Jumia Technologies AG, Africa’s leading e-commerce platform, has announced plans to shut down operations in South Africa (where it operates as Zando) and Tunisia by the end of 2024. The decision is part of a strategic move to optimize resources and focus on higher-growth markets like Nigeria.
Shifting Focus to Stronger Markets
According to Jumia, South Africa and Tunisia contributed minimally to the company’s overall performance. In 2023 and the first half of 2024, these markets accounted for only 3.5% and 2.7% of total orders, and 4.5% and 3.0% of gross merchandise value (GMV), respectively.
A Tough Call
Jumia’s CEO, Francis Dufay, acknowledged that the decision to exit these markets was difficult but necessary. He emphasized that focusing on stronger markets would enhance operational efficiency and accelerate growth.
“After careful analysis, we determined that exiting South Africa and Tunisia was essential to prioritize our more promising markets. Competitive and macroeconomic challenges in these countries limited their growth potential,” said Dufay.
Despite the challenging decision, Dufay expressed gratitude to Jumia’s employees, suppliers, and partners in South Africa and Tunisia for their efforts in serving customers.
Refocusing on Nine Key Markets
With the exits, Jumia will concentrate on its remaining nine markets: Nigeria, Algeria, Egypt, Ghana, Ivory Coast, Kenya, Morocco, Senegal, and Uganda.
Jumia’s efforts to streamline its operations are part of a broader strategy to move toward profitability.
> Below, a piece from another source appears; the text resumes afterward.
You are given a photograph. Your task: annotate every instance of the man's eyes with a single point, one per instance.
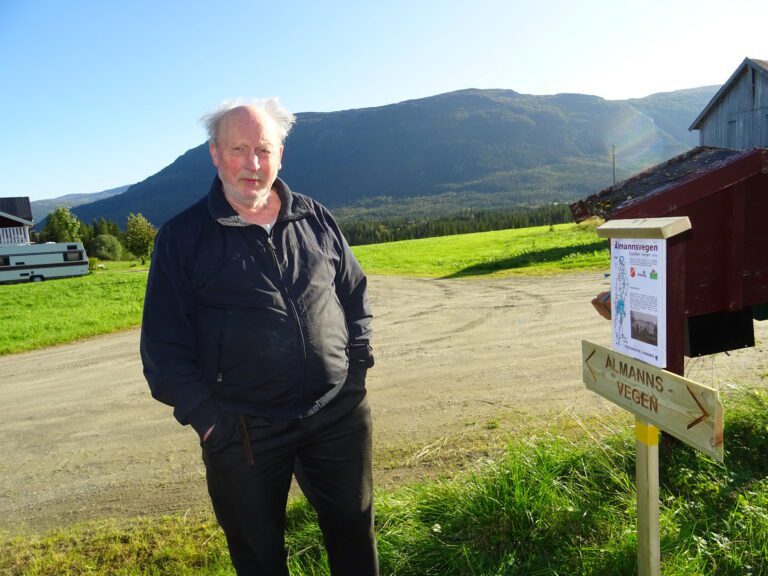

The company posted a 64% decline in operating losses in 2023, reducing its loss to $73 million. Dufay expressed confidence in Jumia’s ability to continue improving cash utilization and achieving topline growth in 2024.
Past Strategic Shifts
In previous efforts to cut losses, Jumia slashed its workforce by 20% in Q4 2022, resulting in 900 job cuts. Additionally, the company discontinued its unprofitable Jumia Food business, underscoring its commitment to sustainable growth strategies.